This Sporting Life: Sports Stories from Around the African Commonwealth

We look ahead to film festival Sports Stories from Around the African Commonwealth, which sees screenings popping up all over Edinburgh and Glasgow this month

Feature by Josh Slater-Williams | 01 Jul 2014

With so many other cultural outlets curating events to tie in with the upcoming Commonwealth Games, it’s little surprise to see a film festival taking part, though Africa in Motion have a more interesting and unique hook than most. Since launching in 2006, the annual festival has screened over 350 African films for Scottish audiences; with Sports Stories from Around the African Commonwealth, they bring 30 more. For the last month the programme has been touring Scotland, with screenings and events in Dundee, Dumfries, Inverness, Oban, Isle of Skye, Cromarty, Coll and Dunoon. July sees proceedings move to Glasgow and Edinburgh.

Among the sports stories on offer, most fans are catered for. Football-nuts have a couple of options: there’s hard-hitting doc Inside Story (8 Jul, The Grosvenor, Glasgow), which follows a young footballer from Kenya whose life is turned upside down when he gets an offer to play football in South Africa's professional league and at the same time discovers he has contracted HIV; and Streetball (11 Jul, CCA, Glasgow), which looks behind the hoopla of the 2010 World Cup in South Africa and tells the story of the home nation's 2008 Homeless World Cup team.

Unsurprisingly, given the African nations’ dominance in the sport, there are a fair few films featuring distance running. In The Runner (17 Jul, Summerhall, Edinburgh), we see how champion athlete Salah Ameidan used his talent to fight for what he believed in: “running is part of my resistance,” he says in the doc. “It’s the only weapon I have.” There’s also Athlete (10 Jul, Grosvenor), a biopic of tragic Ethiopian long-distance runner Abebe Bikil, who shook the world by winning gold in the marathon at the Rome Olympics while running barefoot, and Town of Runners (11 Jul, Summerhall), a doc that visits the extraordinary rural town of Bekoji, in Ethiopia, whose runners have won eight Olympic golds, 32 World Championships and broken ten world records in the last 20 years.

Rising from Ashes (3 Jul, Filmhouse) is a documentary that follows a group of struggling genocide survivors in Rwanda as they pursue the dream of having a national cycling team. We discover the country has a rich history of bike racing, and in the film we see cycling legend Jock Boyer move there to help the group with their goal. The Fighting Spirit (7 Jul, CCA; 12 Jul, Summerhall), meanwhile, is a spunky doc centred on several boxers from Bukom, a small Ghanan town where a tenacious coach is encouraging kids to fight their way out of poverty.

Kenyan short film Beach Boy (10 Jul, Andrew Stewart Cinema, Glasgow) is concerned with a different kind of sport.

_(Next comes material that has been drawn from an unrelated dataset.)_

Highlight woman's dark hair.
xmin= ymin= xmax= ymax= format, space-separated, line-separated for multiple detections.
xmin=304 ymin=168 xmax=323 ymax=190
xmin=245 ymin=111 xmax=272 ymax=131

It’s a vérité documentary following one of the so-called ‘beach boys’ on the coast of Mombasa, who are young men that date older, wealthy European women in the pursuits of riches, visas for abroad, and, er, other successes. We follow one named Juma, who embarks on a relationship with an older British woman on holiday in the region. That particular screening is run in collaboration with the Commonwealth Film Festival, and it screens with main feature Rain.



Govanhill Baths in Glasgow is, appropriately enough, hosting a South African surfing doc double-bill (6 Jul). Titled Waves, Vibes and Vimand, the programme promises a 'sensory and site-specific audio-visual experience.' Zulu Surf Riders follows a pair of surfer twins, Cyril and Mishak, who have become inspirational figures in their neighbourhood, teaching local youngsters to continue on the path of the ‘Zulu wave.’ It’s paired with Kushaya Igagasi, an inspirational doc following four street kids who love to hit the waves. The films will be followed by a night of South African house and Afrobeat DJ sets.

Other innovative events at unusual venues include a Film and Food Marathon at the Mackintosh-designed House for an Art Lover in Glasgow (9 Jul). While most screenings in the festival’s line-up are free and non-ticketed, this event will set you back £20, but you get your money's worth, with a three course meal, each dish paired with a film that reflects the nation the dish in question comes from.

Although the various screenings within established cinemas like the The Grosvenor and Filmhouse are welcome and appreciated, it’s the creative approach of these site-specific screenings that should help bring an inter-cultural dialogue regarding African sports and filmmaking to a wider audience during the Commonwealth Games.